Of Surfaces est probablement un des disques les plus parlants de Richard Chartier, un de ceux qui explicitent le mieux sa démarche. Son titre est éloquent ; il est en effet toujours d’une manière ou d’une autre question de surface dans l’œuvre du musicien. Cette surface est à comprendre de plusieurs manières différentes ; le thème du disque d’abord, évoquant une écoute tentée à travers une surface obstaculaire, un mur, une paroi, un sol, un désir de voyeurisme sonore contrarié par une résistance matérielle, la surface devenant alors le seuil de l’écoute, qu’on ne franchit pas. Souvent la tentation à l’écoute de la musique de Chartier, et celle d’autres artistes rassemblés sous l’appellation de lowercase music, est de parler de silence.
Dans le cas présent il est plus approprié d’évoquer la démarcation non entre le son et son absence, mais entre la présence continue du son et sa perception. La musique de ce disque est en effet difficile à écouter, dans la mesure – et celle-là uniquement – où elle est difficile à entendre. Une analyse spectrale du disque permet de confirmer ce que l’oreille n’est pas toujours sûre d’avoir décelé, c’est-à-dire qu’il n’y a pas vraiment un moment de silence dans toute cette composition. Elle est remplie du début à la fin d’un son permanent, modulé, complexe et extrêmement mobile, mais cantonné dans des fréquences qui ne font qu’affleurer le registre de la perception humaine. Il ne s’agit pas réellement d’une question de volume non plus, quelques passages montrant clairement des pics à un niveau tout à fait respectable mais appliqués à des tonalités suraiguës ou infrabasses (au-dessous de 100 hz) qui ne font qu’effleurer notre oreille et ne parviennent que faiblement à entamer la surface, justement, de notre conscience.
Bien que purement issus du domaine digital, ces sons lorsqu’ils percent ce qu’on prenait pour du silence, évoquent tout autre chose, un grondement doux, qui pourrait être menaçant comme il pourrait être rassurant, des picotements aigus qui chatouillent les oreilles ; l’impression d’ensemble est principalement physique, organique presque, et étrangement immersive, pour qui veut bien se laisser emporter. Richard Chartier considère le monde du son comme se suffisant à lui-même, et ne s’embarrasse pas de références concrètes pour ses sonorités, elles sont sans signification, presque sans importance.

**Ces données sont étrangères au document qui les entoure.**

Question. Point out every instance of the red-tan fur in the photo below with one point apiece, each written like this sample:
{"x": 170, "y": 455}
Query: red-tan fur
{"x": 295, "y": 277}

Comme ces sons qu’on ne perçoit pas parce qu’ils ne s’imposent pas à l’attention, parce qu’ils se fondent dans leur environnement, ou se laissent oublier parce qu’ils sont trop familiers ou trop insignifiants, le bruit du frigo, le ronronnement perpétuel du paysage urbain, le grésillement imperceptible de l’éclairage au néon, le ventilateur de nos ordinateurs, il faut un réel acte de volonté pour les entendre réellement. Il faut briser la surface de tout un milieu sonore pour appréhender leur présence, il faut renverser des hiérarchies imposées, des habitudes conventionnelles. Il faut, pour reprendre la formule du Hafler Trio, « cesser de considérer la perception comme un processus passif », et envisager l’audition comme l’acte volontaire d’écouter.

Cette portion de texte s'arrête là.